Clearly- this is just the set point for today and I’d have to work out the formula over time since it would change daily.

It is based on a hypothesis that the nonlinear response of metabolic rate to diet is based on a rate limiting availability of body fat (34cal / body fat lb) and that it’s dropping below that threshold that triggers the body to lower the metabolic rate to compensate or risk excessive GNG to make it up.

It’s a hypothesis… I know it’s controversial and I’m not advocating it for anyone but it is an interesting experiment given my fasting feasting results.

Thoughts? @Don_Q @primal.peanut @PaulL @atomicspacebunny @cervyn @Ilana_Rose @Dread1840 @Freischuetz @MooBoom @OldDoug and everyone else who’s got an interest in my self studies :smile:


(Bunny) #277

One thing I found that was interesting is that cortisol increases GNG!

Trying to lower GNG may not be a good idea, but I doubt you could stop it or inhibit in any way, being that the turn over rate of dietary protein is already a slow process, “excessiveness” may not even be an issue? Not only that; your body may take (catabolic) your own protein (the bark) from your liver and other parts (skin tissue) and make GNG out of it as Phinney and Volek point out; most of the protein used by the body does not come from eating it, it comes from your own body parts? Which makes sense, as lipids inside fat cells (fuel cells) can be used to make ketones?


(Karim Wassef) #278

It’s a cycle. As old lean mass is catabolized, the nitrogen is sequestered and removed in urine… new amino acids are needed to replenish and that comes from dietary protein.
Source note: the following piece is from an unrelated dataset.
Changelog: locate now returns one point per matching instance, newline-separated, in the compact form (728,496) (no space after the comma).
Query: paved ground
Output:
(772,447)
Without dietary protein, the body’s demand drives GNG to maintain the desired blood glucose (which is influenced by stress and cortisol). However, excess protein also gets converted through deamination into glucose building blocks. One is demand driven, the other is supply driven.

I can see the effect in my own blood glucose & ketones data as a function of excess dietary protein.

What is excess? Somewhere between 100g and 160g for my body.


(Bunny) #279

Yes, but when that runs out then what?


(Karim Wassef) #280

There won’t be a net loss as long as I continue to take in 110g of protein a day.

I’m trying to achieve fasting like effects without actually fasting. By consuming enough dietary protein, I keep my body in balance. The glucose may be getting formed from the old mass being catabolized but there’s new amino acids immediately available to rebuild.